Rupert, who had immediately realised that in fact he had been building for his own pleasure, continued to cut crenellations with his pallet knife on the four corner towers. He looked entirely involved and he wanted to be that, wanted to recapture that marvellous single-minded absorption in the present matter so often to be seen in the children. ‘When I paint,’ he began, and was at once lost. He hadn’t produced a single picture. He was lazy, got too tired after a day at school, the children needed a good deal of his free time. And there was Zoë, of course. The fact was that Zoë resented him painting: she somehow managed to want to be married to a painter who didn’t actually
paint.
The first time he had discovered this had been last Christmas when he had wanted to spend ten days with a chap he had been at the Slade with – Colin had a decent studio and they were going to share a model and work – but Zoë had wanted to join Edward and Villy skiing at St Moritz, had wept and sulked about it so much that he had given in. There hadn’t been time or money for both. ‘I can’t see why you couldn’t paint in Switzerland if you really wanted to,’ she said, after she had got her own way.

It had been a curious holiday, good in unexpected ways. It was really far too expensive for him, and it was only afterwards he had realised how much, and how unobtrusively, Edward had paid for all of them: the drinks, dining out, buying the girls and all the children presents; ski lifts, hiring skates for Zoë who preferred skating, all kinds of things like that. And he had been very kind to Zoë as well, often staying at the rink with her while Rupert and Villy had gone skiing. Villy was a marvellous skier: brave and graceful and very fast. He could not really keep up with her, but he liked her company. Skiing clothes suited her boyish shape and she wore a scarlet woolly hat that made her look very young and dashing in spite of her brindled hair.
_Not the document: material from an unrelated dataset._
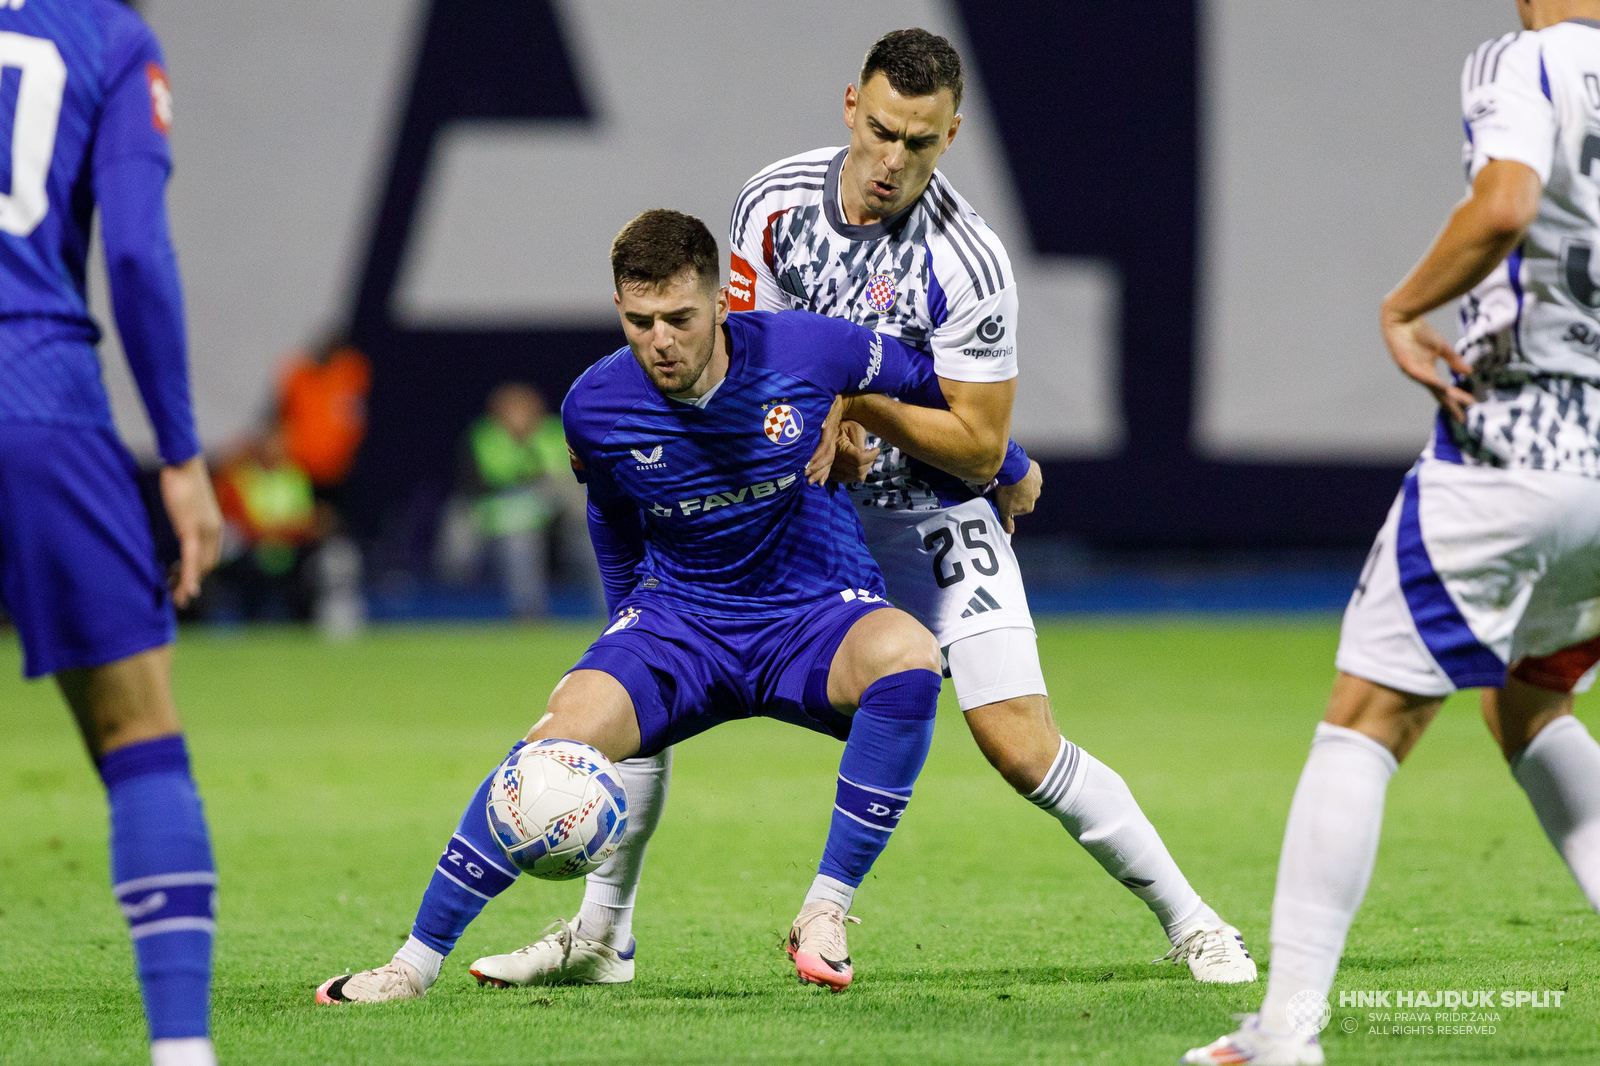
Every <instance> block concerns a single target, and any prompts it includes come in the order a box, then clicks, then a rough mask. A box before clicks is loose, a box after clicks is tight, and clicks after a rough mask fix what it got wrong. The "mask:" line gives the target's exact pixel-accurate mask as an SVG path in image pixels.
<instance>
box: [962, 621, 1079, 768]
mask: <svg viewBox="0 0 1600 1066" xmlns="http://www.w3.org/2000/svg"><path fill="white" fill-rule="evenodd" d="M944 661H946V674H947V675H949V677H950V680H952V683H954V687H955V698H957V703H958V704H960V707H962V712H963V717H965V719H966V728H970V730H971V733H973V739H974V741H978V747H979V751H982V752H984V757H986V759H987V760H989V763H990V765H992V767H994V768H995V770H998V771H1000V775H1002V776H1003V778H1005V779H1006V781H1008V783H1010V784H1011V786H1013V787H1016V789H1019V791H1022V792H1032V791H1034V789H1035V787H1038V784H1040V783H1042V781H1043V779H1045V775H1046V773H1048V771H1050V767H1051V763H1053V762H1054V759H1056V754H1058V752H1059V751H1061V730H1058V728H1056V722H1054V717H1053V715H1051V712H1050V698H1048V696H1046V695H1045V674H1043V669H1042V667H1040V661H1038V639H1037V637H1035V635H1034V631H1032V629H1022V627H1006V629H990V631H987V632H981V634H974V635H971V637H963V639H960V640H957V642H955V643H952V645H950V647H947V648H946V650H944Z"/></svg>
Once, when they went up in the ski lifts, and he was gazing at the dazzling white and violet-shadowed slopes the cloudless blue azure sky and the ink-black trees in the valley below them, he turned to exclaim how beautiful it was but, seeing her face, he said nothing. She sat, with her elbow on the railing of the lift, one gloved hand against her face, her heavy eyebrows – so much darker than her hair – slightly drawn together, her eyelids half lowered over her eyes so that he could not tell their expression, her mouth – that he had always rather admired as an aesthetic, rather than a sensual, feature – compressed, the whole giving him the impression of trouble. ‘Villy?’ he said uncertainly. She turned to him.